Pour percer les mystères de cet oiseau, la chercheuse sud-africaine Delphine Angst et son équipe ont analysé 22 ossements provenant de 22 spécimens de dodo. Leur objectif : comprendre le cycle de reproduction, la croissance des oisillons et le phénomène de mue. Les résultats ont été représentés dans un diagramme illustrant les stades de développement.
La saison de reproduction du dodo débutait en août. Après l'éclosion des œufs, les oisillons grandissaient rapidement pour affronter les conditions difficiles de l'été austral en hémisphère sud. Par exemple, les jeunes atteignaient la maturité sexuelle précocement, mais leur développement complet prenait plus de temps. Durant l'été, les cyclones fréquents mettaient leur survie à rude épreuve.

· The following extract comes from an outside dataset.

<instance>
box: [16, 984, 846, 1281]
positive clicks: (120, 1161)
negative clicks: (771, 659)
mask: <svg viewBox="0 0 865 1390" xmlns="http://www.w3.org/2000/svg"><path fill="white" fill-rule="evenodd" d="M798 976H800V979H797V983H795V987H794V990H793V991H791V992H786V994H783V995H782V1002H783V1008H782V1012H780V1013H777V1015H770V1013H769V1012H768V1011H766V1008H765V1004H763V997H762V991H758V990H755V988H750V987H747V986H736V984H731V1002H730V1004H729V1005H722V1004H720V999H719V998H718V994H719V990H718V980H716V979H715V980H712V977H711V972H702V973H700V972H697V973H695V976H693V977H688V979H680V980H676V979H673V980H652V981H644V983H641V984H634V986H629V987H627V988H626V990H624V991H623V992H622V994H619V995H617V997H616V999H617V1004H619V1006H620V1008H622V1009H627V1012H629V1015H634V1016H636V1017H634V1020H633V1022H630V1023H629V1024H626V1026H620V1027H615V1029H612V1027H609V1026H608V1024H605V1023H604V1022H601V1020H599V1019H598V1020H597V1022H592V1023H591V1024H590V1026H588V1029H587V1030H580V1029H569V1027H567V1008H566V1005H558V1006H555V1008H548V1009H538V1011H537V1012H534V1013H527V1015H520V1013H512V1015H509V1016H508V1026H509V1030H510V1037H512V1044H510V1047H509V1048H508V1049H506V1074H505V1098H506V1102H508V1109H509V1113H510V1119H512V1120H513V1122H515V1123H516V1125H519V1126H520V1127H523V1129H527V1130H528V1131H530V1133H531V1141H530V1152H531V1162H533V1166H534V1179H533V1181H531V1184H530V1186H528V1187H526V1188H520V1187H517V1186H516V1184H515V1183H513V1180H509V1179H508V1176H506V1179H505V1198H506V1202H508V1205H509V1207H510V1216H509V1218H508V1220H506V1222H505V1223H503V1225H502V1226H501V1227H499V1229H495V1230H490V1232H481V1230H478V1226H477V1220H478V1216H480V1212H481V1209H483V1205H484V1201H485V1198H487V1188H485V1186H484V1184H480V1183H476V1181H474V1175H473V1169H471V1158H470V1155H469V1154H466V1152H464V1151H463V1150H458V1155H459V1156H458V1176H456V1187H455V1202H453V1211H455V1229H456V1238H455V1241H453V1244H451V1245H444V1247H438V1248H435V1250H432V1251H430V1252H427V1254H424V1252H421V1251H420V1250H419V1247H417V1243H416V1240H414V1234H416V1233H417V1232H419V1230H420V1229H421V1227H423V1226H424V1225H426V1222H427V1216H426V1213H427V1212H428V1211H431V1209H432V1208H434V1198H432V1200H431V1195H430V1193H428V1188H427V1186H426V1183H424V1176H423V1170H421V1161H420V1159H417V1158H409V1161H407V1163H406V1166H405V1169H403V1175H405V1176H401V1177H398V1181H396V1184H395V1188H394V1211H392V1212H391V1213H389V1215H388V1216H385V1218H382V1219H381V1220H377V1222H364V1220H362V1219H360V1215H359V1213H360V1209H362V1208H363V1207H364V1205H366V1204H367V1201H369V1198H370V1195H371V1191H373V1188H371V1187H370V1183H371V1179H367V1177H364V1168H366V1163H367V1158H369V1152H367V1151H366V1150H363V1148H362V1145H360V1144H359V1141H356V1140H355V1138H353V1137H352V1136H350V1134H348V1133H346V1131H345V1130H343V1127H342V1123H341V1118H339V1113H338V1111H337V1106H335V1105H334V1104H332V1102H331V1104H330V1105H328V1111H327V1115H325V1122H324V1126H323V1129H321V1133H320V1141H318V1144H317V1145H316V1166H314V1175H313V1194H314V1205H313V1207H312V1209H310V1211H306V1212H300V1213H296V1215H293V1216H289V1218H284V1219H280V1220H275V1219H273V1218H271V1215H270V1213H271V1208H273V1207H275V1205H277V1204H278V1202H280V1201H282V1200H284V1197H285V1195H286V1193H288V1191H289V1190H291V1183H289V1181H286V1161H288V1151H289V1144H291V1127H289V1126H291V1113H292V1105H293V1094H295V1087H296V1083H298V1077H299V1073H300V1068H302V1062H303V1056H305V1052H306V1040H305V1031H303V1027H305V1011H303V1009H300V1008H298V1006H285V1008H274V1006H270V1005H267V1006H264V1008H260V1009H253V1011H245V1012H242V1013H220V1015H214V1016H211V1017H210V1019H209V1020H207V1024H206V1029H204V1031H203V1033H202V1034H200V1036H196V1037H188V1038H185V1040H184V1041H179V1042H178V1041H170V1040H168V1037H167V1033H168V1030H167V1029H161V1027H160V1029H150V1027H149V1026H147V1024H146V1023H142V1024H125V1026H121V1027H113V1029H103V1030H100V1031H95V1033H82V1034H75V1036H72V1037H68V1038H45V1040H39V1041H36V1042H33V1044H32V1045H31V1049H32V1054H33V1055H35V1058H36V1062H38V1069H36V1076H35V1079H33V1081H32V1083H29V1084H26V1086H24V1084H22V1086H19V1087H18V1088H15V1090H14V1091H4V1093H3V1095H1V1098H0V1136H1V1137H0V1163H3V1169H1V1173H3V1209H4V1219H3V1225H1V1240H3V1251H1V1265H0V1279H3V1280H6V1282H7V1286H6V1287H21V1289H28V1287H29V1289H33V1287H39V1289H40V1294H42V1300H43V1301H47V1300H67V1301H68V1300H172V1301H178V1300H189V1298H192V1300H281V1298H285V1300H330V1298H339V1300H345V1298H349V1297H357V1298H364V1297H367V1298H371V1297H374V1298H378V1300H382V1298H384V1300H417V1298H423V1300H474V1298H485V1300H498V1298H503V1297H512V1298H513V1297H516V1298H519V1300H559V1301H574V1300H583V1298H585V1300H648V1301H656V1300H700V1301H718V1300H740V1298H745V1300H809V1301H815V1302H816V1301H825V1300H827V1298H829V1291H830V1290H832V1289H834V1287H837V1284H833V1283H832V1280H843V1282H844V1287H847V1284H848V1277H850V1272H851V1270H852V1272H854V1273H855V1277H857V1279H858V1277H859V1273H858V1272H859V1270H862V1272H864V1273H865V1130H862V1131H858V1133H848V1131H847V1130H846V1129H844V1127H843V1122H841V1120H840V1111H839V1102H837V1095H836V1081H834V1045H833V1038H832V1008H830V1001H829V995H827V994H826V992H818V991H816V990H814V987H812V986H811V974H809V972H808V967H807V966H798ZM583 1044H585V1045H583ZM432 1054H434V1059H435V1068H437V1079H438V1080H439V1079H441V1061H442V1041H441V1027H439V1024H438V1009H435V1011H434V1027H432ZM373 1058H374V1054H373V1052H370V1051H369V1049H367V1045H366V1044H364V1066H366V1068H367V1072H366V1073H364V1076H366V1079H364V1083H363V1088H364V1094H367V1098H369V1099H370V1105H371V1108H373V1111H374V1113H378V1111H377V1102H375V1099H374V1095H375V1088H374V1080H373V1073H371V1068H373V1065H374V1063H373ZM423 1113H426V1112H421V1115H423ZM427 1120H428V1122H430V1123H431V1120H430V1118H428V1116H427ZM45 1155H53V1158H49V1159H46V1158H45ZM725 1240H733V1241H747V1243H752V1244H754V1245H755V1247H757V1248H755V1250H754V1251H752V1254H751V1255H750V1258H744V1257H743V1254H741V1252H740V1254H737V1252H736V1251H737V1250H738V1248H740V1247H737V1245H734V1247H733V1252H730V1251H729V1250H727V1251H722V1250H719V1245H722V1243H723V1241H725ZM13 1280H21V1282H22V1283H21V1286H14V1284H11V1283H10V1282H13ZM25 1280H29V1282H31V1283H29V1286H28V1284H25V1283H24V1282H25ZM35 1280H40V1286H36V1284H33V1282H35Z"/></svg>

Les analyses des niveaux de calcium dans les os ont révélé que les dodos muait. Ce processus explique les descriptions variées du dodo dans la littérature historique, car la mue altérait leur apparence saisonnièrement. Elle commençait après l'été, en mars, avec le remplacement prioritaire des plumes des ailes et de la queue. Fin juillet, les oiseaux étaient entièrement renouvelés, prêts pour la nouvelle saison de reproduction. Ce cycle se poursuivait jusqu'à l'extinction probable du dodo vers 1690.